La crisi dei centri di permanenza per il rimpatrio: una violazione dei diritti umani

Le condizioni di vita nei Centri di permanenza per il rimpatrio (CPR) italiani sono state oggetto di un dossier realizzato da circa quaranta organizzazioni che fanno parte del Tavolo Asilo e Immigrazione.

Il rapporto rivela una serie di violazioni dei diritti umani, tra cui la somministrazione massiccia di psicofarmaci, tentativi di suicidio minimizzati come mere simulazioni e segni di autolesionismo tra i migranti reclusi.

Condizioni di vita nei CPR

Nei CPR italiani, tra cui Gradisca d'Isonzo, Milano, Roma, Palazzo San Gervasio, Bari, Restinco, Caltanissetta e Macomer, le persone sono detenute senza aver commesso alcun reato.

Questi luoghi sono stati descritti come luoghi di vera e propria detenzione, con l'unico scopo, per lo più irrealizzabile, di essere rimpatriate.

Violazione dei diritti

I detenuti nei CPR non vedono garantiti i diritti previsti per i detenuti nelle carceri italiane.

Tra le principali criticità dei CPR, vi è l'impossibilità di fatto per i trattenuti di far valere i propri diritti, dalla difesa alla salute.
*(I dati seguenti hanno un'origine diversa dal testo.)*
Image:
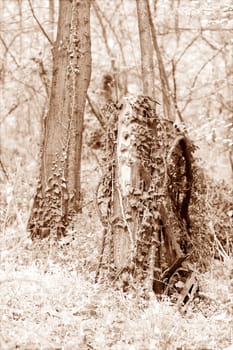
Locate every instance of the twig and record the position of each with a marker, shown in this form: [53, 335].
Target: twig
[96, 112]
[39, 24]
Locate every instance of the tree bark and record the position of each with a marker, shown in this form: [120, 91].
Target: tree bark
[146, 48]
[147, 184]
[58, 192]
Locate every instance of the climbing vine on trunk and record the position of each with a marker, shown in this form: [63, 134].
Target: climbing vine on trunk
[144, 196]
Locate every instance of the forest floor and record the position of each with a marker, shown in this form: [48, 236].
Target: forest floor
[49, 299]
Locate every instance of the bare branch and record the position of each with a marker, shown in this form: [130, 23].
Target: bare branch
[39, 24]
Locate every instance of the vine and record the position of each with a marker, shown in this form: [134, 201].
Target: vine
[146, 187]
Inoltre, vi sono patologie gravi non trattate e un forte disagio psichico tra i detenuti.

Chiusura dei CPR

Le condizioni degradate e l'assenza di tutela nei CPR hanno portato molte organizzazioni a chiedere la chiusura di questi centri.

Questi luoghi, assimilabili a carceri, paradossalmente garantiscono meno diritti delle carceri vere e proprie. La detenzione può durare fino a un anno e mezzo senza che sia stato commesso nessun reato, ma solo un'irregolarità amministrativa.

La situazione nei CPR italiani è una questione urgente che richiede l'attenzione delle autorità competenti.